The Underlying Facts
Pregnant Amber Nelson (“Nelson”) went to the hospital, reporting vaginal discharge. An ultrasound revealed significant cervical dilation, prompting doctors to administer labor-inhibiting and fetal-development medications. Nelson gave birth to a 24-week-old daughter weighing 1.4 pounds, 31 hours after she arrived at the hospital. The child now suffers from significant health issues.

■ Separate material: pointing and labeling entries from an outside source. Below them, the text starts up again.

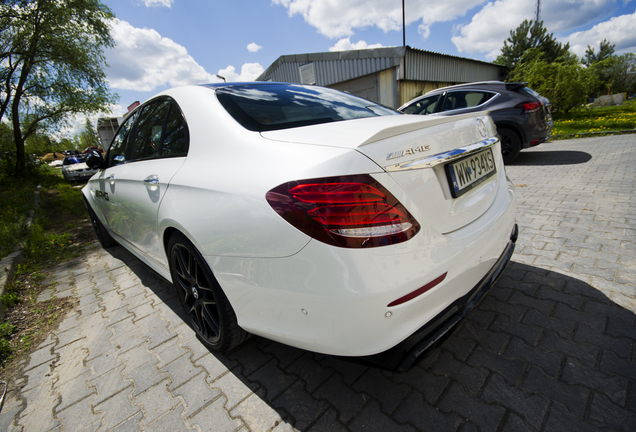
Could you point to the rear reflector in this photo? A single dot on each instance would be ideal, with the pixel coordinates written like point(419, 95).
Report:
point(419, 291)
point(346, 211)
point(529, 106)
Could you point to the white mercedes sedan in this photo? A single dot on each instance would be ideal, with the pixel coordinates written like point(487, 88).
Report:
point(308, 216)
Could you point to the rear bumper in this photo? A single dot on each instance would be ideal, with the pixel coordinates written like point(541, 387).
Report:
point(402, 356)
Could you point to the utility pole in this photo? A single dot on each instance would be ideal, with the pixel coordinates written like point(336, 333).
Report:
point(403, 26)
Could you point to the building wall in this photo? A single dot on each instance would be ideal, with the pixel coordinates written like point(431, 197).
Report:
point(365, 87)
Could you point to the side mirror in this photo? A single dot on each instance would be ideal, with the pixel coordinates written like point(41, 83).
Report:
point(95, 160)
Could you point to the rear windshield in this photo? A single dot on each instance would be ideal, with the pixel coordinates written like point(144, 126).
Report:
point(272, 107)
point(70, 160)
point(531, 92)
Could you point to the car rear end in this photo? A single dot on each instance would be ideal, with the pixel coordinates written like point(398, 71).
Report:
point(74, 168)
point(440, 221)
point(360, 236)
point(525, 110)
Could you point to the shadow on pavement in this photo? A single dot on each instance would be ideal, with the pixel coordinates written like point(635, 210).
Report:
point(558, 157)
point(542, 350)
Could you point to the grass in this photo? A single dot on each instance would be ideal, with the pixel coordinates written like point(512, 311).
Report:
point(59, 232)
point(596, 121)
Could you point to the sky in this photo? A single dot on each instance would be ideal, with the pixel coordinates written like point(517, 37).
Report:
point(168, 43)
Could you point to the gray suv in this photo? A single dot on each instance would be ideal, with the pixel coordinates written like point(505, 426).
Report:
point(522, 116)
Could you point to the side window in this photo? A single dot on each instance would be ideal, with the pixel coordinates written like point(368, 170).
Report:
point(423, 106)
point(150, 130)
point(176, 138)
point(466, 99)
point(118, 150)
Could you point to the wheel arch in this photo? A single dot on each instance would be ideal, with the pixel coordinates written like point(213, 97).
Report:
point(514, 128)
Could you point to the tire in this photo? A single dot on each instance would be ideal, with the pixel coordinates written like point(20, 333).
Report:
point(208, 309)
point(100, 230)
point(510, 144)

Nelson sued two hospitals and two physicians for medical malpractice on behalf of her daughter, alleging that they failed to administer the labor-inhibiting medication soon enough to forestall delivery and failed to administer the fetal-development medication sufficiently to prevent the child’s health problems. The district court granted summary judgment dismissing Nelson’s claims, refusing to consider her expert-witness testimony and concluding that she failed to identify disputed issues of material fact for trial. The Minnesota Appellate Court concluded that the district court should not have excluded the expert testimony but that the testimony nevertheless falls short of presenting a prima facie case of malpractice and therefore affirmed the summary-judgment decision.
The Minnesota Appellate Court held: “Because these two studies support [the plaintiff’s expert] Dr. Hillman’s conclusion that a full course of ANS would have reduced Daughter’s current morbidities, some of Dr. Hillman’s evidence is reliable as applied here. The district court therefore abused its discretion by excluding the expert testimony on foundational reliability grounds.”
The Minnesota Appellate Court further held, however: “Although we agree with Nelson that Dr. Hillman’s testimony rested on sufficient foundation, we agree with respondents that summary judgment is nonetheless appropriate … Nelson failed to provide sufficient evidence to establish a prima facie case for her theory that an allegedly negligent incomplete ANS course caused Daughter’s morbidities … the two relevant medical studies on which Dr. Hillman relies offer a risk-reduction conclusion that, as a matter of law, cannot establish causation … An incomplete course of ANS cannot have more than likely caused an unfavorable outcome if both an incomplete and a full course of ANS result in less-than-likely-to-occur injuries … Both relevant studies that Dr. Hillman relied on establish only a marginal risk decrease in the context of an overall less-than-likely-to-occur injury. Although Dr. Hillman opined that a full course of ANS would more likely have eliminated Daughter’s morbidities, he based this opinion on medical studies that fail to support the conclusion, on a flawed differential diagnosis, and on personal experience that in turn relies on the unsupportive studies. Nelson therefore fails to establish a traditional prima facie negligence case and summary judgment is appropriate.”
Source Nelson v. Fairview Health Services d/b/a/ Fairview Lakes Regional Medical Center, A20-1134.